L’emploi d'un clavecin différent pour chaque partita n'est pas la seule originalité d'un album brillant et courageux, qui pourfend deux clichés tenaces sur la jeune garde baroque : elle aurait perdu la fibre expérimentale de ses aïeux, et se complairait dans une vélocité superficielle. Si l'aisance instrumentale de Jean‑Luc Ho flatte l'oreille autant que dans son premier album (Diapason découverte, cf. n° 597), elle s'exprime dans des tempos toujours mesurés, parfois très retenus.
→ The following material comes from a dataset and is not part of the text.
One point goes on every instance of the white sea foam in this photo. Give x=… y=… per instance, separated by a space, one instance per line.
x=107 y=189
Le Capriccio en do mineur et l'austère Gigue en mi mineur en font les frais, mais partout ailleurs l'ampleur du geste unifie une foison de détails expressifs ‑ quels reliefs dans l'immense Allemande en , les voluptueuses volutes de la Sarabande en si bémol, la Burlesque et le Scherzo en la mineur, où des poses capricieuses alternent habilement avec des sections pince‑sans‑rire. Quand il presse le pas, pour le Prélude en sol, Jean‑Luc Ho déambule avec une réjouissante nonchalance. Sa générosité n'est pas dans l'exaltation virtuose ‑ dimension hors champ de sa vision ‑ mais dans la richesse de la diction et des couleurs. L’élan chorégraphique ne prend jamais le dessus: la Gigue en si bémol caresse l'oreille par une grande vibration continue.

 

Autre originalité, moins heureuse l'ordre choisi. Que Jean‑Luc Ho s'écarte d'un plan tonal savamment tracé par Bach peut se comprendre ‑ il s'agit d'un plan éditorial, pas d'un plan de concert. Mais lever le rideau sur la Sinfonia en do mineur, c'est renoncer à l'un des plus beaux débuts en musique, cette image de la naissance que Bach offre au fils de son ancien prince ( tour de deux notes à nu, au centre du clavier, se déploient peu à peu des spirales). Ce prélude résonne sur un instrument à la fois clair et opulent, le seul de type français choisi par Jean‑Luc Ho (Emile Jobin d'après Christian Vater).

 

Les cinq autres clavecins illustrent la disparité d'une facture allemande dosant diverses influences, et prisant parfois une palette assez nasale (le Jobin d'après Johann Christoph Fleischer joué dans la Partita en sol). La grande Ouverture à la française (l’un des rares moments où le jeu si souple de Ho s'essouffle) prend les couleurs d'une copie de Mietke, la Partita en la mineur scintille sur celle d'un Conrad Fleischer. Les Partitas en do et mi mineur impressionnent, sur deux créations dans le style allemand de Jonte Knif : clavecins puissants et onctueux, à la résonance aussi longue que les meilleurs instruments flamands mais à la diction typiquement allemande et aux graves dignes d'un orgue. L’effet est saisissant dans les deux portiques. Partagée entre la majesté de cette matière sonore et l'impatience tourmentée de l'expression, la Sarabande en mi mineur est le point culminant d'une intégrale osée et assumée, inclassable car aussi diverse d'inspiration, de timbres et de manière que le recueil dans lequel Bach montrait toute l'étendue de son art.